Messi da parte i toni incendiari o militanti cui il soggetto si sarebbe potuto prestare, è così chesi anima la vicenda di Thelonious Ellison - detto Monk (un più che perfetto Jeffrey Wright), scrittore in crisi i cui ponderosi volumi vengono snobbati da case editrici che paiono avere occhi solo per storie “da ghetto” (e, quindi, per i lettori bianchi almeno, infinitamente più reali) -, proprio quando vengono messe in scena le idiosincrasie e le nevrosi del suo protagonista, il rapporto con una famiglia inevitabilmente disfunzionale (dalla madre malata al fratello scopertosi viveur, passando per il rapporto altalenante con la nuova compagna) e lo scollamento da una realtà divenuta ormai lo stereotipo di se stessa.
"I bianchi dicono di volere la verità, ma non è vero. Vogliono solo sentirsi assolti”, dice Arthur, l'agente di Monk. Una lezione che il protagonista è costretto a imparare a proprie spese quando il suo romanzo-parodia (My Pafology, poi ridotto a un lapidario e ancora più “vernacolare” Fuck), scritto di getto e sotto pseudonimo per scimmiottare le narrazioni “da strada” tanto in voga (“libri che i bianchi definiscono importanti e necessari, ma non ben scritti”) e mettere finalmente il pubblico di fronte alla propria ipocrisia, viene invece preso sul serio, fagocitato da un'industria che decide da sé cosa sia o non sia letteratura black, distribuendo arbitrariamente etichette e patentini di autenticità e promuovendo ancora e ancora gli stessi stereotipi.

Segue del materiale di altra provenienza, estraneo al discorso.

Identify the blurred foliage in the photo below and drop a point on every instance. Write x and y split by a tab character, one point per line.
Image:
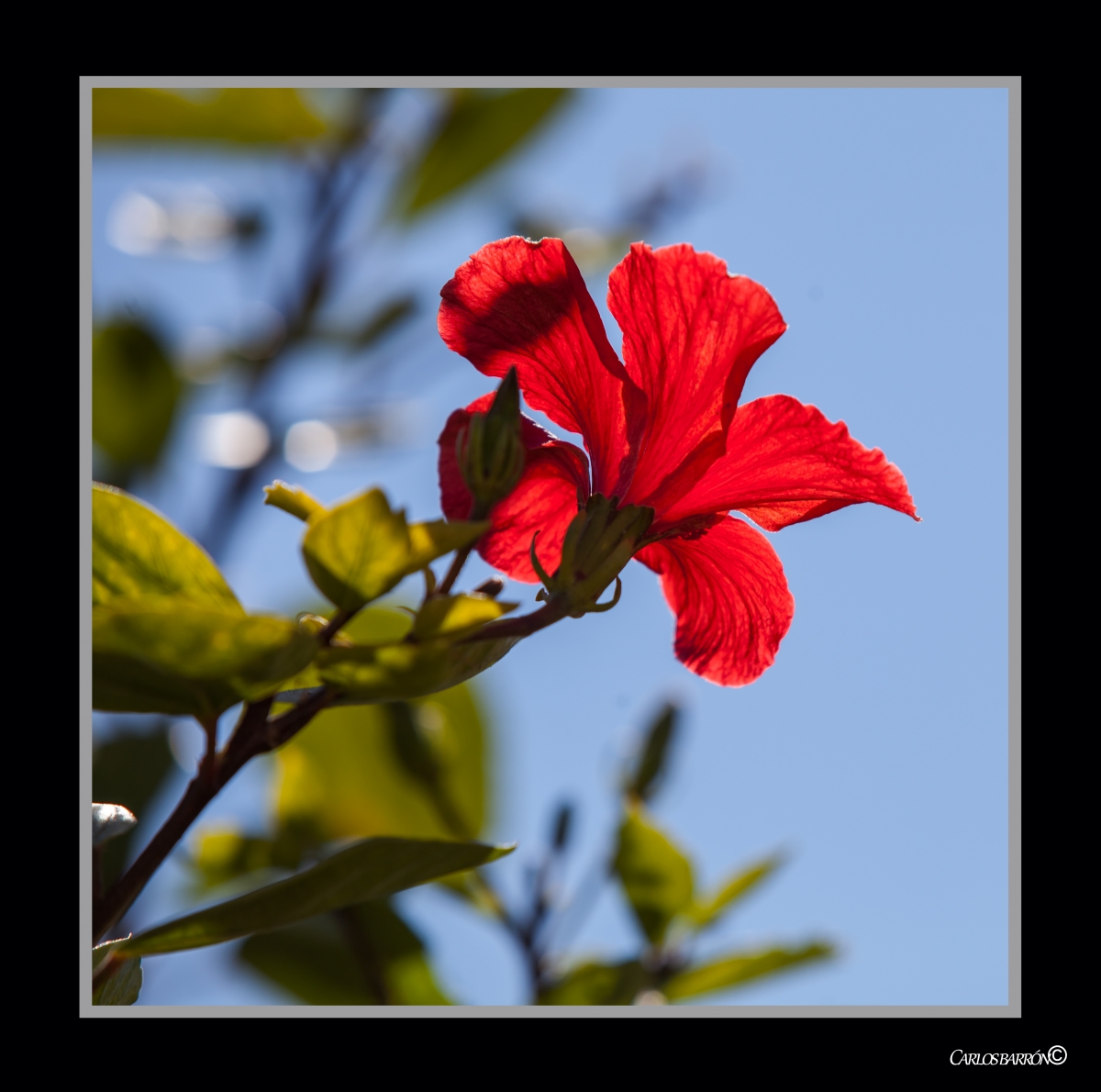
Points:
242	115
362	955
119	985
135	393
129	770
655	875
413	770
369	869
740	968
478	128
138	553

Adottando lo sguardo privilegiato e borghese del suo protagonista, la sua nevrotica quotidianità lontana anni luce dai cliché dominanti, American Fiction guarda così – in modo insolito e sagace, sebbene non senza qualche automatismo di scrittura, specchio di una satira sempre precisa e puntuale ma mai davvero graffiante – dietro le quinte di quella che è, oggi, la narrazione della comunità afroamericana. Un mondo fatto di paradossi e contraddizioni dove la verità e la realtà vanno a perdersi dentro un meccanismo di scatole cinesi (lo stesso film, con le sue ben 5 nomination agli Oscar, non è in fondo un altro modo per l'establishment di lavarsi la coscienza?), mentre l'ipocrisia diventa l'arma anche dei più benintenzionati. L'unico modo per leggere tra le righe di un sistema dove tutto resta, sempre e comunque, bianco o nero.